Petite, ma famille émigre en France. Plus tard, on me racontera le départ précipité, la peur au ventre. Pour ma mémoire, le vide, le trou noir. Puis le réveil au fil des premiers mois dans un hiver glacial. D’abord les larmes, puis la colère. Et le mutisme.
À l’école, une voix de femme me répète : « Parle ! Parle ! » Pour toute réponse, je finis par balbutier des sons inventés…
Éclatement entre le deux, recherche d’une voix, d’une langue à trouver pour mieux communiquer.
C’est au cours d’un stage de théâtre de l’Âme que j’ai pris conscience que j’avais été suspendue dans une longue errance, tant ce départ précipité m’avait morcelée. Il m’a fallu plusieurs décennies pour quitter ce bateau et cet espace où je ne trouvais jamais ma langue — un espace d’Exodus, d’exilée qui ne trouve jamais la paix —, pour conscientiser cela dans mon corps et laisser aller le tumulte de la perte d’un pays, de tous les cris, de toutes les sidérations, afin de débarquer enfin en tant que citoyenne du monde.
L’unification de ces deux continents a édifié un pont en moi, me permettant d’unifier et d’accueillir tous les êtres qui, comme moi, sont restés suspendus, en quête d’identité et de leur Nouvelle Terre.
Cela me confère l’honneur d’être la dépositaire de parcours et de témoignages de vie qu’il est si précieux de conter et de co-narrer, afin que chaque individu puisse prendre conscience de son appartenance à la Terre et à ses nombreuses couleurs.
C’est pour cela que je suis un espace prêt à accueillir les couleurs, qui va à la rencontre des richesses, telle une coupe qui se laisse emplir de parcours de vie, de langues et de cultures. Cela donne un sens à ces voyages si précieux à enseigner, car ils éduquent et inspirent toutes les générations à venir.
L’espace de perdition, de mal de mer, mal avec la Terre trop souffrante qui entraîne errance, éclatement, morcellement, pistes de recherche effrénées pour trouver une identité.
Et de ces terres mêlées et mélangées, ma quête m’a fait vivre des ellipses enfermantes où j’essayais de déchiffrer à quelle Terre, quelle fréquence, quelle culture, quelle langue j’appartenais. J’en avais perdu ma langue. J’avais perdu ma voix. Car à quelle voix, à quelle famille d’humains j’appartenais ?

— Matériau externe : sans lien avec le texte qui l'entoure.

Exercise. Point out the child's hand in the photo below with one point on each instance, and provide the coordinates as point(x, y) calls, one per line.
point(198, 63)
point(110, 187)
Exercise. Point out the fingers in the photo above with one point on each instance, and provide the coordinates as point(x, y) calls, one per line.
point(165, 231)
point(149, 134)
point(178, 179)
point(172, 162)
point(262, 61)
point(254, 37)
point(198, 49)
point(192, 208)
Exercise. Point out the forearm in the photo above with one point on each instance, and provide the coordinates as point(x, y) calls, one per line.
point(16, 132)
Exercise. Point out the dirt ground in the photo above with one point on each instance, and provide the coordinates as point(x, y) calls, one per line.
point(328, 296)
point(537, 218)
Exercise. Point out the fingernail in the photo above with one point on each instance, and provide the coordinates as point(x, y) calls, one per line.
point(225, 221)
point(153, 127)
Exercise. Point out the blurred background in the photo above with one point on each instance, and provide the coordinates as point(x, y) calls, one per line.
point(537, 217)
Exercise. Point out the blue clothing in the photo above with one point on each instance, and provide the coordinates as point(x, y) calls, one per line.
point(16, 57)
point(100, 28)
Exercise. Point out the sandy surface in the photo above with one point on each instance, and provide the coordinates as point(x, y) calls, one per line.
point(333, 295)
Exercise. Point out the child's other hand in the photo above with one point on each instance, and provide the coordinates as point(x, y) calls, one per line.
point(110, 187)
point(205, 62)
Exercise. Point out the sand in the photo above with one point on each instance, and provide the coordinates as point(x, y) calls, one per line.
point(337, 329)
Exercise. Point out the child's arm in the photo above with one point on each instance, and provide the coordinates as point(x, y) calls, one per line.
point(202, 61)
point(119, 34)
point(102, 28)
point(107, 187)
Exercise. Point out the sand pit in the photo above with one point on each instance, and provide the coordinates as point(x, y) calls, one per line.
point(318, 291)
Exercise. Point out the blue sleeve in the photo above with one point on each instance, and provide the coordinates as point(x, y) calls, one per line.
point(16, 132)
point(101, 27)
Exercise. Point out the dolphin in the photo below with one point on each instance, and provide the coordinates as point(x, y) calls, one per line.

J’en ai perdu ma voix pendant des années, mais je n’ai jamais renoncé à être accueillie par une Terre qui n’a jamais cessé de me nourrir à travers ses contes et ses légendes, où je pouvais me voir dans ses citoyens et ses héroïnes du monde.
Alors, dans cette quête de vérité de qui j’étais, j’ai embrassé bien des cultures, des pays, des langues, pour retrouver une langue universelle qui unit les peuples sur une Terre Universelle.
J’ai enfin débarqué. Je suis enfin accueillie par Le Monde.